“Je fis à cette occasion assembler le conseil de guerre, monsieur Verrier, ingénieur en chef, ayant aussi été appelé, fit son rapport que cette batterie avoit ses épaulements du costé de la terre démolis dès l’année dernière, que les chemins couverts n’étoient pas palissadés, et qu’il étoit hors d’état de résister à une attaque par terre de trois à quatre mille homme avec 400 hommes qu’il y avoit dedans pour la défense.

“Sur ce rapport le conseil de guerre décida unanimement qu’il convenoit pour la sûreté de la ville, manquant de monde pour la défendre, de l’abandonner après en avoir encloué les canons et enlevé le plus de munitions de guerre et de bouche qu’on pourroit.

“Je ne dois pas oublier de vous informer que le même conseil de guerre vouloit faire sauter cette batterie; mais que monsieur Verrier, s’y étant opposé fortement, on la laissa subsister.

“J’envoyai l’ordre en conséquence à monsieur Thiery pour abandonner la dite batterie, après qu’il auroit encloué les canons, et enlevé le plus de munitions de guerre et de bouche qu’il pourroit; cet officier travailla le soir à faire enclouer tous les canons; il fit transporter partie des vivres et des munitions et se retira à la ville avec sa troupe vers minuit.

“La dite batterie n’ayant pas été entièrement évacuée ce soir, je fis partir le lendemain les Sieurs St.

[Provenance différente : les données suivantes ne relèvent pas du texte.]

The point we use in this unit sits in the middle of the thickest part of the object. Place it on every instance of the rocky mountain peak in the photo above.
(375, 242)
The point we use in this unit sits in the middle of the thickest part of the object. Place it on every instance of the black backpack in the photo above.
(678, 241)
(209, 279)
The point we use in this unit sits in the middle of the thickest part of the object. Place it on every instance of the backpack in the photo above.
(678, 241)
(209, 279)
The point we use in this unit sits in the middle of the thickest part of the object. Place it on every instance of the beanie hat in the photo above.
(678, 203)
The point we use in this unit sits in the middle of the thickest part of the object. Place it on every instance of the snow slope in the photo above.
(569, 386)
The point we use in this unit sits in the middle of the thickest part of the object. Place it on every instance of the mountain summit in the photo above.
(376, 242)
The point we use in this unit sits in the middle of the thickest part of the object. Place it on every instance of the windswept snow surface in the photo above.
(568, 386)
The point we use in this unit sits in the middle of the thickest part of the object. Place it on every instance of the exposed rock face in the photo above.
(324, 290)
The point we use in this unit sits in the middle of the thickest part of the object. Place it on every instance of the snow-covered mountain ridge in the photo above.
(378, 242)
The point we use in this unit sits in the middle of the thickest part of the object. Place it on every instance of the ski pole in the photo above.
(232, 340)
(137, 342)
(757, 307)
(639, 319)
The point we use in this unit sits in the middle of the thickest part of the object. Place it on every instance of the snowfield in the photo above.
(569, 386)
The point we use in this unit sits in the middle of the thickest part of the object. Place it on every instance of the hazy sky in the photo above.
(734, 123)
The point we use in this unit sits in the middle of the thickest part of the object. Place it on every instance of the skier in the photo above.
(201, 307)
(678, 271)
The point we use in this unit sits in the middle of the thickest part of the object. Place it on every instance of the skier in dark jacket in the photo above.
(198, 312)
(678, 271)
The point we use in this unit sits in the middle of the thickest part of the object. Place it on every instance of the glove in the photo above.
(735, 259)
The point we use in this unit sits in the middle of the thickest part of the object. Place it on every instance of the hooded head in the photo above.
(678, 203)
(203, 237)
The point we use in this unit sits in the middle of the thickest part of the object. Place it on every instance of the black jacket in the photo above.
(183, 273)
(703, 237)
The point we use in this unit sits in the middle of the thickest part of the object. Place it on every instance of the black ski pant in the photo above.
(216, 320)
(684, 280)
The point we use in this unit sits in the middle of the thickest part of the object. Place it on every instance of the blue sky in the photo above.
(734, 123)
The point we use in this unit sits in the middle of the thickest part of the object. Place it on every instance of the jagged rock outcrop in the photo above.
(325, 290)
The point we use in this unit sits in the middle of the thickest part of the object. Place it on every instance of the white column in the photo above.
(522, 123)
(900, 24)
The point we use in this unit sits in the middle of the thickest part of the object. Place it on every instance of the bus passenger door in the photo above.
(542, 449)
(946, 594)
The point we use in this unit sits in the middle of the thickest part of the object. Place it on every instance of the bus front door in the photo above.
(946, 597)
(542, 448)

Etienne, lieutenant, et Souvigny, enseigne, avec une vingtaine d’hommes pour parachever la dite évacuation, ce qu’ils firent à l’exception de tous les boulets de canon et bombes qui y sont restés, n’ayant pas pu les emporter.

“Ayant jugé nécessaire conjointement avec monsieur Bigot de faire couler tous les bastiments qui étoient armés dans le port, pour empêcher l’ennemy de s’en emparer, je commandai, le 12, le sieur Verger, enseigne, avec 5 soldats et des matelots pour faire couler ceux qui etoient vis-à-vis la ville, et le sieur Bellemont, enseigne, avec la même opération au fond de la baye, et retirer l’huile de la tour de la lanterne, ce qu’ils exécutèrent.

“Le 13, je fis sortir toutes les compagnies de milice avec des haches et des engins pour démolir les maisons qui étoient à la porte Dauphine jusqu’au Barruchois, et pour enlever le bois en ville pour le chauffage de la garnison, n’en ayant pas, et pour faire brûler toutes celles qu’on ne pourroit pas démolir, afin d’empêcher l’ennemy de s’y loger.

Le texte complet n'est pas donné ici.